ReDS™: Providing Actionable Results in a World of Uncertainty

Stories abound across the Internet of earthquake survivors living weeks or even months trapped in the ruins of buildings. When an earthquake struck Haiti in 2010 and killed at least 200,000 people, a man survived trapped in the rubble for almost two weeks in the ruins of a store repeatedly visited by looters. That’s one week longer than the typical UN search and rescue mission. Even amidst these inspiring stories of survival, though, the fact remains: every moment is critical in finding survivors before time runs out. There is no time for guesswork.    

However, finding survivors is something like looking for the proverbial needle in a haystack. To help with this, the military developed and has come to rely upon technology allowing rescuers to see through walls to find these survivors and to accurately pinpoint their location within the rubble. This technology saves time, and lives, by removing guesswork.

HF in the United States Today

In the United States, today, approximately 5.7 million adults live with HF – and the costs related to their care reach some $30.7 billion annually. Roughly half of these costs come from the constant discharges and readmissions of HF patients who lack a sufficient device to assess their lung fluid measurements. If patients wait for symptoms like shortness of breath or fatigue to show up, the fluids in their lungs have often progressed to the point that they already require medical attention.

Clearly, there remains some guesswork in determining when, and if, patients need to go to the hospital for their condition. That’s concerning – first, from the health and well-being perspective of an incorrect decision being made, and second, from the economic perspective of the costs incurred due to these incorrect decisions.   

ReDS™: Reducing Uncertainty in HF Care

When Sensible Medical set out to create a new standard of care in lung fluid measurement, we adapted the military’s see-through-wall technology in creating our ReDS™ system.
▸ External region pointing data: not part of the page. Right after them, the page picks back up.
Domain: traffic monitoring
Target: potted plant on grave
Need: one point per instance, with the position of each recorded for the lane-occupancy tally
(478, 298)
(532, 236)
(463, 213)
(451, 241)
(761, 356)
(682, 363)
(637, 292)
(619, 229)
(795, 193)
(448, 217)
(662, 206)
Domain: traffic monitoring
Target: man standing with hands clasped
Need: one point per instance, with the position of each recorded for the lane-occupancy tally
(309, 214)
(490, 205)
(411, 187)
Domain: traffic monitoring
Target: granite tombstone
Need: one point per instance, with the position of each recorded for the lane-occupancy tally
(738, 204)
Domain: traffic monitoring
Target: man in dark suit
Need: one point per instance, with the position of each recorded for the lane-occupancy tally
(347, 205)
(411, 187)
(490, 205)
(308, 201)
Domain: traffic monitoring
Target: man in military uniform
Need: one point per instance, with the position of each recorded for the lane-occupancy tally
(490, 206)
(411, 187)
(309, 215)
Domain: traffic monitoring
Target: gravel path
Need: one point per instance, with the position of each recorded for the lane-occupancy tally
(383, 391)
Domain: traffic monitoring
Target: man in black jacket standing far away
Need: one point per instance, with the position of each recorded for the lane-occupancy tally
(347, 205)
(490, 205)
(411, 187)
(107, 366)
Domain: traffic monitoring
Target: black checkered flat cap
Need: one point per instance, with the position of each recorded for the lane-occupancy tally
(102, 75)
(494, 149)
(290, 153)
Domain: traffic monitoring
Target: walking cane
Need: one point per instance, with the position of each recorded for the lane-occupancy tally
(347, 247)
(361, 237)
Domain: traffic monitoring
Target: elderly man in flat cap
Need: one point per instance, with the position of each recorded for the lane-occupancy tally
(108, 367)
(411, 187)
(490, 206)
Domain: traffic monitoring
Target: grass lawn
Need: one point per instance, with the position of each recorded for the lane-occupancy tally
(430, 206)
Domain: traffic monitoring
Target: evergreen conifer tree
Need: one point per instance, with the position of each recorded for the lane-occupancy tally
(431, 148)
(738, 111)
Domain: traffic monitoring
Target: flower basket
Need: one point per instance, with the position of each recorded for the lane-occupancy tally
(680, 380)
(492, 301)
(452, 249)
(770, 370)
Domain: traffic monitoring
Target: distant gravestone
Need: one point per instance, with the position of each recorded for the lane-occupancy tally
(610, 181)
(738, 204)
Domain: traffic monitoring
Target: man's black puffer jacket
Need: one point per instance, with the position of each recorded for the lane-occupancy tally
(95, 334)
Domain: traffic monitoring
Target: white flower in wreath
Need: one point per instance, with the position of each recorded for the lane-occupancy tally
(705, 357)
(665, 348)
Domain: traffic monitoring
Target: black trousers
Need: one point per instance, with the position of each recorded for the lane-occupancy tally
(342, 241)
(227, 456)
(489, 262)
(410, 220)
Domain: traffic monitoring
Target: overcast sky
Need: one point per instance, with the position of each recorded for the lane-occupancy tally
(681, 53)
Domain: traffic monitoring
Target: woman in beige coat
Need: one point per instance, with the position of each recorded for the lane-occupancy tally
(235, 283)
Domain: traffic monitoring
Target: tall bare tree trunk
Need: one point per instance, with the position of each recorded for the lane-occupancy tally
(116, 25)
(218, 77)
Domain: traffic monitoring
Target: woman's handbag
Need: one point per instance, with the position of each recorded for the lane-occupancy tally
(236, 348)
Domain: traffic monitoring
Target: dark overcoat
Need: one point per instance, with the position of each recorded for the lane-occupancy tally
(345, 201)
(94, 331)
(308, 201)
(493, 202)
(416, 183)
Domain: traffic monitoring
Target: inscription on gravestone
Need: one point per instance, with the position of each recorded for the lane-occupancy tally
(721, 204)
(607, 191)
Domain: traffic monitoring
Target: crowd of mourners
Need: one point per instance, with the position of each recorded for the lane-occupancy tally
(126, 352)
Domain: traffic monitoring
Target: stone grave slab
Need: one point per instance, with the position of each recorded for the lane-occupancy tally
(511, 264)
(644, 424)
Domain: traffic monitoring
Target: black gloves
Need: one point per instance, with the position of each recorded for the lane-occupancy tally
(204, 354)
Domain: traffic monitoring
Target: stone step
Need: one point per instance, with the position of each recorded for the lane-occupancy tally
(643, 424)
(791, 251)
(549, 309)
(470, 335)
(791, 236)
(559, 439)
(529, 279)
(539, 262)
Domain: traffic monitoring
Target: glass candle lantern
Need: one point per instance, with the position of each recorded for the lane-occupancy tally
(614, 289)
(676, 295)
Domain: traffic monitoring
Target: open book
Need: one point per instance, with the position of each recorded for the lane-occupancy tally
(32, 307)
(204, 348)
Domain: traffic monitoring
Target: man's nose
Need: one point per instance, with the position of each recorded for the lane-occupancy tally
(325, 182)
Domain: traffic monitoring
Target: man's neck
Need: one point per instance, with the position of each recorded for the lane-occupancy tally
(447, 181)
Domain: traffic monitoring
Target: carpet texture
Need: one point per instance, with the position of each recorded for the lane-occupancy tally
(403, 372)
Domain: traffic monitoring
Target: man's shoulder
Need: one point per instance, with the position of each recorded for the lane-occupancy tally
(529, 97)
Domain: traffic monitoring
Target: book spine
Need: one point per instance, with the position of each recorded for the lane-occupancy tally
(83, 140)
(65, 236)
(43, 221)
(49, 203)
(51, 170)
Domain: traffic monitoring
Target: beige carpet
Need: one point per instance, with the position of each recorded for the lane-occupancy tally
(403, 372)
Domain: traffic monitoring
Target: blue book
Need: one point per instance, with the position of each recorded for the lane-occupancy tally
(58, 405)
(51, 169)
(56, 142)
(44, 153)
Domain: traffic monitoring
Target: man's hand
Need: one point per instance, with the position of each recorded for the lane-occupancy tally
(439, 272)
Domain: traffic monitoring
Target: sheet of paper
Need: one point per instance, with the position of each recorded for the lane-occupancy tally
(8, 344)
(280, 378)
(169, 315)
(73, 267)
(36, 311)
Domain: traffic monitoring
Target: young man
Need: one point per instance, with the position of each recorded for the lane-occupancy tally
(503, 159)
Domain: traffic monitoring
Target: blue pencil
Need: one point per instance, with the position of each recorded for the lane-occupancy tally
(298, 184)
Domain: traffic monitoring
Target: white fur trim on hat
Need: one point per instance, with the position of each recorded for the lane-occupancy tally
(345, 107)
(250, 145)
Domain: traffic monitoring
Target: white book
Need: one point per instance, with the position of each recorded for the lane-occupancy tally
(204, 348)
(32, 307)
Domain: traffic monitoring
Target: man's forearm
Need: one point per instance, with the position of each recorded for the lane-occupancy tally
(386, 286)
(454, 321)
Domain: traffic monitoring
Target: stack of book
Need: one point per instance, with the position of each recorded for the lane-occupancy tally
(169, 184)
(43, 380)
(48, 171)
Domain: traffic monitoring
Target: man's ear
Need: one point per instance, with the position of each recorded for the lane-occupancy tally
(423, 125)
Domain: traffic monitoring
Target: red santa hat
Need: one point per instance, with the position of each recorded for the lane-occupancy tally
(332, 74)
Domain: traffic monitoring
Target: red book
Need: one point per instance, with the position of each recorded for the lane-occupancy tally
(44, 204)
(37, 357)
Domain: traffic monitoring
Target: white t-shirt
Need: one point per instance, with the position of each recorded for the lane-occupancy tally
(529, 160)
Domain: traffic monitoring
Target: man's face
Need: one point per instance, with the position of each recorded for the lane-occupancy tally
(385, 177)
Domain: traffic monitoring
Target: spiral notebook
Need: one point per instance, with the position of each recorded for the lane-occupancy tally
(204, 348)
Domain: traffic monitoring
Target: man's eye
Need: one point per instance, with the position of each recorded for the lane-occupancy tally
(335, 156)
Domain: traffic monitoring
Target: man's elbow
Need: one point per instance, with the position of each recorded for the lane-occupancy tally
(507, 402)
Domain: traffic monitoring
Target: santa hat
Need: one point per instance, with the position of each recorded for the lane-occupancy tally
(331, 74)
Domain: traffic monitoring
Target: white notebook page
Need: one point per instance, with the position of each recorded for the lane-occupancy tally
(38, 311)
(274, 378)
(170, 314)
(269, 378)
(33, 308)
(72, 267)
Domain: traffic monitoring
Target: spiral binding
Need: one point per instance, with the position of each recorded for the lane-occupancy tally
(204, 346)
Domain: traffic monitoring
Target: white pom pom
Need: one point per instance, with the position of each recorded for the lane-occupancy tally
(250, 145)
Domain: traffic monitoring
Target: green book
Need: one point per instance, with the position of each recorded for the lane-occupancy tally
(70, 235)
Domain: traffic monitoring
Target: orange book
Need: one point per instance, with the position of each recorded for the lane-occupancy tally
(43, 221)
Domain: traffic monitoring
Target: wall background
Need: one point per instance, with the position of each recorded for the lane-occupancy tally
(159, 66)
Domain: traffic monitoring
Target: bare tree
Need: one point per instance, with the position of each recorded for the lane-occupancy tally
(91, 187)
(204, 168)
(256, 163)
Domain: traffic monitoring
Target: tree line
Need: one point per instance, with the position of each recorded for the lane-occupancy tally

With ReDS™, the HF patient just wears a non-invasive vest, with no leads or conductive agents required. The ReDS™ vest uses low-power electromagnetic energy to deliver accurate readings in just 90 seconds. By using accurate, real-time data, practitioners can make better, more informed decisions.

ReDS™: a Decision Support Tool, that Delivers Benefits

During a 2015 prospective, single-armed, economic benefit interventional feasibility study, ReDS™-guided management was found to decrease the amount of patient hospitalizations by 87%, when compared to the three-month preReDS™ period. 

ReDS™ can help in the:

  • Outpatient clinic, by helping avoid hospitalizations through improving treatment titration and overall monitoring;
  • Emergency Department, by helping avoid unnecessary hospitalizations through improving triage and decision support; 
  • CHF Ward, by helping evaluate patient readiness for discharge and avoiding rehospitalizations; and
  • At the Nursing Home, by reducing admissions out of skilled nursing facilities (SNF).

Simply put, ReDS™ can help break the vicious cycle of unnecessary admissions into, and discharges out of, the hospital.  

Creating Excitement in the Market

Since its introduction, the potential for ReDS™ to significantly improve HF patient management by increasing accuracy and confidence in lung fluid assessment has excited the health care market. Dr. William Abraham, MD, recently said, “We were looking for a technology that would be non-invasive yet offer accuracy.  This search led us to ReDS™.”                                                     

If see-through-wall technology can save the lives of those trapped in the rubble of buildings, and improve the lives of those living with HF, that’s a win for everyone involved. With the benefits offered by ReDS™, everyone can rest easier that the care of HF patients just got better, and that a technology that can save lives, and unnecessary hospitalization costs, now exists on the market.